Streaming Architecture:

New Designs Using Apache Kafka and MapR Streams

by Ted Dunning & Ellen Friedman

Preface

The ability to handle and process continuous streams of data provides a considerable competitive edge. As a result, being able to take advantage of streaming data is beginning to be seen as an essential part of building a data-driven organization.

The expanding use of streaming data raises the question of how best to design systems to handle it effectively, from the ingestion from multiple sources, through a variety of uses, including streaming analytics and the question of persistence.

Emerging best practices for the design of streaming architectures may surprise you—the scope of powerful design for streaming systems extends far beyond specific real-time or near–real time applications. New approaches to streaming designs can greatly improve the efficiency of your overall organization.

Who Should Use This Book

If you already use streaming data and want to design an architecture for best performance, or if you are just starting to explore the value of streaming data, this book should be helpful. You’ll also find real-world use cases that help you see how to put these approaches to work in several different settings. For developers, you’ll also find links to sample programs.

This book is designed for both nontechnical and technical audiences, including business analysts, architects, team leaders, data scientists, and developers.

What Is Covered

In this book, we:

  • Explain how to recognize opportunities where streaming data may be useful
  • Show how to design streaming architecture for best results in a multiuser system
  • Describe why particular capabilities should be present in the message-passing layer to take advantage of this type of design
  • Explain why stream-based architectures are helpful to support microservices
  • Describe particular tools for messaging and streaming analytics that best fit the requirements of a strong stream-based design.

Chapters 1–3 explain the basic aspects of strong architecture for streaming and microservices. If you are already familiar with many business goals for streaming data, you may want to start with Chapter 2: Stream-based Architecture, in which we describe the type of architecture that we recommend for streaming systems.
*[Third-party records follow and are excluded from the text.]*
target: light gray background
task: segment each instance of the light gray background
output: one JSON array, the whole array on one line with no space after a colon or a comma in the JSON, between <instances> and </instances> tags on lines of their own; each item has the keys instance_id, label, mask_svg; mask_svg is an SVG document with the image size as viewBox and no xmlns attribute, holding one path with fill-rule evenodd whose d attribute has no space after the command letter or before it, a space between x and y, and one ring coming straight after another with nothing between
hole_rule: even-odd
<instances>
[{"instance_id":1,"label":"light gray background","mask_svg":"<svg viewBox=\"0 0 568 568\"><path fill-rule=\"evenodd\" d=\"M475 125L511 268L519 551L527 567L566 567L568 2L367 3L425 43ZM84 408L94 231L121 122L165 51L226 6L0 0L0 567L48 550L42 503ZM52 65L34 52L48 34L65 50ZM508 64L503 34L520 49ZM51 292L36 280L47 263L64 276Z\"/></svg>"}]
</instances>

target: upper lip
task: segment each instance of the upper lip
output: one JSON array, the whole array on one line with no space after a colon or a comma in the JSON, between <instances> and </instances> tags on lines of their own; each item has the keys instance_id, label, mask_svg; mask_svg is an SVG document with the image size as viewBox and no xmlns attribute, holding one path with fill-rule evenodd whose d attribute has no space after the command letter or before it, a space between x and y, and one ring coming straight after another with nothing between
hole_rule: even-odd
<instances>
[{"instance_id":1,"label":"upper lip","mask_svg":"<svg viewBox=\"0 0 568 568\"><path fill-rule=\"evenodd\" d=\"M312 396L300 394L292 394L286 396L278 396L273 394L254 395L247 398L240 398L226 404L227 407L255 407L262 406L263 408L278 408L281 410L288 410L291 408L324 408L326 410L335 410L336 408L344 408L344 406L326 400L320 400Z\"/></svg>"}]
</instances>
In addition to explaining the capabilities needed to support this emerging best practice, we also describe some of the currently available technologies that meet these requirements well. Chapter 4: Kafka as Streaming Transport goes into some detail on Apache Kafka, including links to sample programs provided by the authors. Chapter 5: Mapr Streams describes another preferred technology for effective message passing known as MapR Streams, which uses the Apache Kafka API but with some additional capabilities.

Later chapters provide a deeper dive into real-world use cases that employ streaming data as well as a look forward to how this exciting field is likely to evolve.

Conventions Used in This Book

This icon indicates a general note.

This icon signifies a tip or suggestion.

This icon indicates a warning or caution.